Entre Amy (à gauche) et Danny (en haut à droite), une course poursuite absurde s'engage après un banal accrochage.
Entre Amy (à gauche) et Danny (en haut à droite), une course poursuite absurde s'engage après un banal accrochage. ©ANDREW COOPER/NETFLIX

Ça commence par un simple accrochage en voiture entre deux conducteurs sur le parking d’une zone industrielle. Banal. Le conflit aurait pu se régler, intelligemment et avec sang-froid, par un mea-culpa. Normal. Il se termine par des coups de klaxons, des insultes, un doigt d’honneur rageur et une course-poursuite délirante sans que les deux protagonistes ne parviennent finalement à se parler, ni à s’identifier. Une plaque d’immatriculation a, quand même, été relevée. Le début d’une vendetta qui rappelle l’escalade de rancœur absurde de The Banshees of Inisherin.

Les dix épisodes de "Beef" sont déjà disponibles sur Netflix.
Les dix épisodes de "Beef" sont déjà disponibles sur Netflix. ©Netflix

Les deux protagonistes sont au bout du rouleau. Il y a, d’abord, Danny Cho (Steven Yeun), dont la vie sent clairement la défaite.

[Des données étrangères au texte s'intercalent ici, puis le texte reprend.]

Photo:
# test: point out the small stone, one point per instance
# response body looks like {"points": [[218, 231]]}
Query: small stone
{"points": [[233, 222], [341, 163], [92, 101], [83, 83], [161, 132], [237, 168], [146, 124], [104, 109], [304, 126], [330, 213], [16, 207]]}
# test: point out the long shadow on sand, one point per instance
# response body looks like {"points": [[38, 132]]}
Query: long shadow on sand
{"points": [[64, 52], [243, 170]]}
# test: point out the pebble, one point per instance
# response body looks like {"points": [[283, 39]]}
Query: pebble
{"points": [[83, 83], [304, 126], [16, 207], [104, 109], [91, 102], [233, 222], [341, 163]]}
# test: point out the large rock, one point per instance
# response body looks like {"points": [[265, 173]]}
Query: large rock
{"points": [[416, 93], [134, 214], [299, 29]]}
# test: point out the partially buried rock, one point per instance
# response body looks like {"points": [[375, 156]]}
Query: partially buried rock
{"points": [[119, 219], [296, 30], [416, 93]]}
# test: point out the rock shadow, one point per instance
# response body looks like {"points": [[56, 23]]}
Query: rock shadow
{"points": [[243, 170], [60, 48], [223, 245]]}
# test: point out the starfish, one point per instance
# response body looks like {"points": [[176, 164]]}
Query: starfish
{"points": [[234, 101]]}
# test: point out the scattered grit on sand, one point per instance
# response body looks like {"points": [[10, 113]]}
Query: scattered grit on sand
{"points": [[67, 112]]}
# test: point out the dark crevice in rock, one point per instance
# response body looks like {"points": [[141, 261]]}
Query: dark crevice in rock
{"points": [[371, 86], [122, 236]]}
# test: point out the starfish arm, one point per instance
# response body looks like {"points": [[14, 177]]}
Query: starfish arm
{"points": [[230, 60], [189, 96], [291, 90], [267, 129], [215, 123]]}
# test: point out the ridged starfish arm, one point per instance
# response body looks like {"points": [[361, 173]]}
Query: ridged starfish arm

Ce trentenaire américano-coréen vit en coloc avec un petit frère (qui ne paie pas son loyer), a mis sa vie sentimentale de côté, pour finalement faire péricliter le motel familial. À cause de lui, ses parents sont bloqués en Corée. Il se bat pour acheter une maison dans le but de les rapatrier aux USA. Sauf qu’il se casse les dents sur la précarité. Danny dépend du bon vouloir des riches de s’attacher ses services. Ses compétences : réparer une machine à laver, tailler les haies, trouver l’origine d’une fuite.

Amy (l’excellente Ali Wong connue entre autres pour son stand-up Baby Cobra) est l'archétype de la femme qui pourrait faire appel à lui. Sur le papier, l'Américaine d’origine chinoise, coche toutes les cases. Elle est maman d’une petite fille, mariée à un homme élégant et présent, propriétaire d’une belle résidence et d’un business de plantes qui cartonne. En réalité, elle est complètement paumée, épuisée par les injonctions au bonheur, les notifications en pagaille et les faux-semblants du monde professionnel.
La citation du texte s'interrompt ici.